Aucun bien ne justifie un acte mauvais. Aucun.
(Silence.)
Sygne, m'entendez-vous? oui, je vois que vous m'entendez encore. Ah, fille fière, tu ne fléchis pas! (Silence.)
Tu n'as pas su faire complètement ton sacrifice et tu recules au dernier moment.
La damnation, Sygne! l'éternelle privation de ce Dieu qui t'a faite,
Et qui m'a fait aussi, à son image: oui, quoique tu refuses de me pardonner!
De ce Dieu qui t'appelle à ce suprême instant et qui te somme, toi, la dernière de ta race.
Coûfontaine! Coûfontaine! M'entends-tu?
Et quoi! tu refuses! tu trahis!
Lève-toi, quand tu serais déjà morte! c'est ton suzerain qui t'appelle! Eh bien, tu fais défection?
Lève-toi, Sygne! lève-toi, soldat de Dieu! et donne lui ton gant.
Comme Roland sur le champ de bataille quand il remit son poing à l'Archange Saint Michel,
Lève-toi et crie: ADSUM! Sygne! Sygne!
(Enorme et railleur au-dessus d'elle.)
COUFONTAINE, ADSUM! COUFONTAINE, ADSUM!
(Elle fait un effort désespéré comme pour se lever et retombe.)

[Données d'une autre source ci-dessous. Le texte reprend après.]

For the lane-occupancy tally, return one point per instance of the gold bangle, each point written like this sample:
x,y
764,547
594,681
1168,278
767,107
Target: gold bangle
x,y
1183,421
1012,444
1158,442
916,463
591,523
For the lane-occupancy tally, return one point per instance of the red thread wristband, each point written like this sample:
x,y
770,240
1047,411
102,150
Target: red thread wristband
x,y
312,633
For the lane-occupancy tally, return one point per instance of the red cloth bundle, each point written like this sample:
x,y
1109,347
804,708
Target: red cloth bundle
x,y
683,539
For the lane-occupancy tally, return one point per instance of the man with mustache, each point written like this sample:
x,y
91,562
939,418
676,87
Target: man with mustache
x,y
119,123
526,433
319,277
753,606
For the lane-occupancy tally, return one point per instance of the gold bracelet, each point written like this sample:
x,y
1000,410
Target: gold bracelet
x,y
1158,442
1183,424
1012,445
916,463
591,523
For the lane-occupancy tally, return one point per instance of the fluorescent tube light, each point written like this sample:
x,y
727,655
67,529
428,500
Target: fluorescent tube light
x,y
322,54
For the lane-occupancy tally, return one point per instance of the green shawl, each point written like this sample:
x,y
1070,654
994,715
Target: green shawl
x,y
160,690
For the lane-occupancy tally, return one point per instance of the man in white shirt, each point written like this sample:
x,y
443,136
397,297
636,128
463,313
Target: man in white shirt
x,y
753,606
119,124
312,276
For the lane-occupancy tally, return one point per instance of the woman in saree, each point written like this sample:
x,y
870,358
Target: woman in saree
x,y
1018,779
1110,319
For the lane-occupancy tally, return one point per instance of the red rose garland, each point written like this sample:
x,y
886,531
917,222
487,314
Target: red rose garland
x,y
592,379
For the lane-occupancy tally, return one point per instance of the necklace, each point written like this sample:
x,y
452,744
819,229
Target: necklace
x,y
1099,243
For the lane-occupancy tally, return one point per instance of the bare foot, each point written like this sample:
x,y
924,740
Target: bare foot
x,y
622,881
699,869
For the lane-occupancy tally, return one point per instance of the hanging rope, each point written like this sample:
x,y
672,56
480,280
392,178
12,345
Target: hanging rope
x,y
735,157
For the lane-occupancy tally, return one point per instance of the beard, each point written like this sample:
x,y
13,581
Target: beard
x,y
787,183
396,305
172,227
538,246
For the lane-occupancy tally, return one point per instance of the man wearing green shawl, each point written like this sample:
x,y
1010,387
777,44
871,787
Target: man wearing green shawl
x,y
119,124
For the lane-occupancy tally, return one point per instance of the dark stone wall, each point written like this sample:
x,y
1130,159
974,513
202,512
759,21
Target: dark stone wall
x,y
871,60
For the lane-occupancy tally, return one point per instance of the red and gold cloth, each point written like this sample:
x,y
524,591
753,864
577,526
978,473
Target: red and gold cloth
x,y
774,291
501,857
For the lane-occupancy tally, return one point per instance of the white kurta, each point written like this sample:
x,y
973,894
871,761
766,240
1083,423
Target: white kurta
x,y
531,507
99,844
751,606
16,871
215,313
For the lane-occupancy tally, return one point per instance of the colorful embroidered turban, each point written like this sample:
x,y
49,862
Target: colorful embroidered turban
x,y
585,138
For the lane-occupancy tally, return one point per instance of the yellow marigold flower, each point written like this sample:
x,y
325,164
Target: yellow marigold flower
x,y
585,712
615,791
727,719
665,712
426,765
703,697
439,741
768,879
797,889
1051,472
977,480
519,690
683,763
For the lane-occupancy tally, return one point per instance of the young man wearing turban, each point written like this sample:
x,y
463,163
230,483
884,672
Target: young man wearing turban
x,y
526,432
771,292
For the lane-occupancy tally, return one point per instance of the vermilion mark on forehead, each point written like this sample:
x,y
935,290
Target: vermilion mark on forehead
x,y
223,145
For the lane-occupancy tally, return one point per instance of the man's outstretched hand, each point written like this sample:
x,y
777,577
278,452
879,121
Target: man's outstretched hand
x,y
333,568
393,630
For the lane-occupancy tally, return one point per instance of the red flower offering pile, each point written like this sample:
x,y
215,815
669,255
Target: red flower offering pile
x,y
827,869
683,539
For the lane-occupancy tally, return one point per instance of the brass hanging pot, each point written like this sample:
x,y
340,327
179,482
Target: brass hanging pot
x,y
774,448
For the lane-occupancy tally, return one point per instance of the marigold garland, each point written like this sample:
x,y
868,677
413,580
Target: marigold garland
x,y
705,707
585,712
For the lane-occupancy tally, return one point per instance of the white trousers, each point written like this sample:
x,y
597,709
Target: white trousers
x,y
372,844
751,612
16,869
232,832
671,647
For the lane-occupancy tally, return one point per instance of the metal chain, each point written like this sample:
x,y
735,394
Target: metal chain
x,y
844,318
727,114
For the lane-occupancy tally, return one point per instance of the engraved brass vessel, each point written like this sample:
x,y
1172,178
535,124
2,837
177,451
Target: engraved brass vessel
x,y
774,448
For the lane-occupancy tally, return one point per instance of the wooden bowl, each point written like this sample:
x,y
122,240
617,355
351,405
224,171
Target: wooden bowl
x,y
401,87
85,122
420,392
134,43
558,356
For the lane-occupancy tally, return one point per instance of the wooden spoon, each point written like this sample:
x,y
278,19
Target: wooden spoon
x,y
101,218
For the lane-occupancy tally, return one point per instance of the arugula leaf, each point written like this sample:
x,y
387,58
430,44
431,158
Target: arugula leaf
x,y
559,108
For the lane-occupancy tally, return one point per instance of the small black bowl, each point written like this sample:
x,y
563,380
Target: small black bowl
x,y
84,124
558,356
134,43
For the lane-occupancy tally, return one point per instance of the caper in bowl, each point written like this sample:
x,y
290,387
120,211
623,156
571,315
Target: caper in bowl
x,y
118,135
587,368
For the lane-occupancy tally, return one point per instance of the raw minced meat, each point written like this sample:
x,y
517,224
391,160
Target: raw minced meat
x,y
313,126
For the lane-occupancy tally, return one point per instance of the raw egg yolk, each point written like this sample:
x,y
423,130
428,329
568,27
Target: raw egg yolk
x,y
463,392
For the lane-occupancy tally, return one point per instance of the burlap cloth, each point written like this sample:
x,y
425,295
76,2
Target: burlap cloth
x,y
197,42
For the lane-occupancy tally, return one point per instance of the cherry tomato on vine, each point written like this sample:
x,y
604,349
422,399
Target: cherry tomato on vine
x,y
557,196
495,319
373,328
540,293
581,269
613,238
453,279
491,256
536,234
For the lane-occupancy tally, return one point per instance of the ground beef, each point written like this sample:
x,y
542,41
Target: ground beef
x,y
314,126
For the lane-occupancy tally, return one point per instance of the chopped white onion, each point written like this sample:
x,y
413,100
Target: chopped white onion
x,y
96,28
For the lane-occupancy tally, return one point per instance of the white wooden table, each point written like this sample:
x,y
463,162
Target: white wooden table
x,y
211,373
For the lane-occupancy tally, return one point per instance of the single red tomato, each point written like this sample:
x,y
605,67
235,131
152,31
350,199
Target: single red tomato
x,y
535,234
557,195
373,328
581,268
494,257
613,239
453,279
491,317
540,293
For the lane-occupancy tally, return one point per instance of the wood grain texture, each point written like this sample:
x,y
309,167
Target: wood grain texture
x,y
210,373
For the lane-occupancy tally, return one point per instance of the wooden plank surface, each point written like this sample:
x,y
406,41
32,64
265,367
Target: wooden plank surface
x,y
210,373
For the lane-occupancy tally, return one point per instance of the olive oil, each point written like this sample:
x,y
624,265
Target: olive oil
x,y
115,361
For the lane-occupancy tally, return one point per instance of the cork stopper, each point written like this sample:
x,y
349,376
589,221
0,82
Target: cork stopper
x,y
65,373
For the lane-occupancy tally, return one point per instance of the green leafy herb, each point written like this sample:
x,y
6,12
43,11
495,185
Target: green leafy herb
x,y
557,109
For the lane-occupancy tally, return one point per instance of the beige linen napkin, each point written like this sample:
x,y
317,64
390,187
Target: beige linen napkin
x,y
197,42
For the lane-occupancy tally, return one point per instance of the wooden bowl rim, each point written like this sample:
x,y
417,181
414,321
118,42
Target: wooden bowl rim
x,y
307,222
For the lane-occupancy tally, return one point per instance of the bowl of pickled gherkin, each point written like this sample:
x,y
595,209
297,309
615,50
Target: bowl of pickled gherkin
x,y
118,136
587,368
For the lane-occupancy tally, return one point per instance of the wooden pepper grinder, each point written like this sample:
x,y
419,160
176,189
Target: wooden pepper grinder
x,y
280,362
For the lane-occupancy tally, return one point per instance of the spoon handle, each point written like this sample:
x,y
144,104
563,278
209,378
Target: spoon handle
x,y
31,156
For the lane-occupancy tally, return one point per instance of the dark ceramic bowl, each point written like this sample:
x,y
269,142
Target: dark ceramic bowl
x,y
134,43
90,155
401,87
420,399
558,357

TURELURE, plus bas et comme effrayé.—COUFONTAINE, ADSUM.
Silence
(Il prend le flambeau et fait passer la lumière devant les yeux qui restent immobiles et fixes)
LE RIDEAU TOMBE
NOTICE
L'OTAGE A ETE JOUE POUR LA PREMIERE FOIS PAR LA TROUPE DE L'ŒUVRE, A LA SALLE MALAKOFF, LE 5 JUIN 1914, AVEC L'INTERPRETATION SUIVANTE:
| LE PAPE PIE | J. SAVOY |
| LE CURE BADILON | LUGNE POE |
| Le VICOMTE GEORGES DE COUFONTAINE | Max BARBIER |
| TOUSSAINT TURELUR | Jean FROMENT |
| SYGNE DE COUFONTAINE | Eve FRANCIS |
A propos de la «Variante» qui terminait le drame, on joint ici un extrait d'une lettre adressée à M. de Pawlowski, Rédacteur en Chef de COMOEDIA:
«... Sygne, d'ailleurs mourante et déjà enveloppée des ombres de l'agonie, si elle laisse sans réponse l'offre qu'on lui fait d'appeler le prêtre qui lui imposerait le pardon, c'est ainsi qu'on a pris soin de l'indiquer, parce qu'elle n'a plus aucune force et que tout est épuisé, jusqu'à la dernière goutte. Vivante elle a fait tous les sacrifices que Dieu lui demandait, la vie même elle vient de la donner pour son indigne époux. Maintenant elle n'en peut plus, elle est «épuisée», elle est «exprimée jusqu'au fond», elle n'a plus la force nécessaire pour faire, ni comprendre même, quoi que ce soit de plus; elle est comme morte. Et pourtant elle ressuscite, quand Turelure, qui, tout en triomphant et en se moquant d'elle, a tout de même le sens de la race et de la religion, lui rappelle, à la fois ironique et scandalisé, le grand devoir féodal, la foi, la prestation de toute la personne au Suzerain,—dans cette donation de la main droite qui résume toute la pièce et dans un grand élan de confiance, d'espérance et d'amour qui, à ce que nous pouvons espérer, la sauve! Je répète ici encore une fois ce que j'ai dit pour «l'ANNONCE»: ce ne sont pas des saints que j'ai voulu présenter, mais des faibles créatures humaines aux prises avec la Grâce».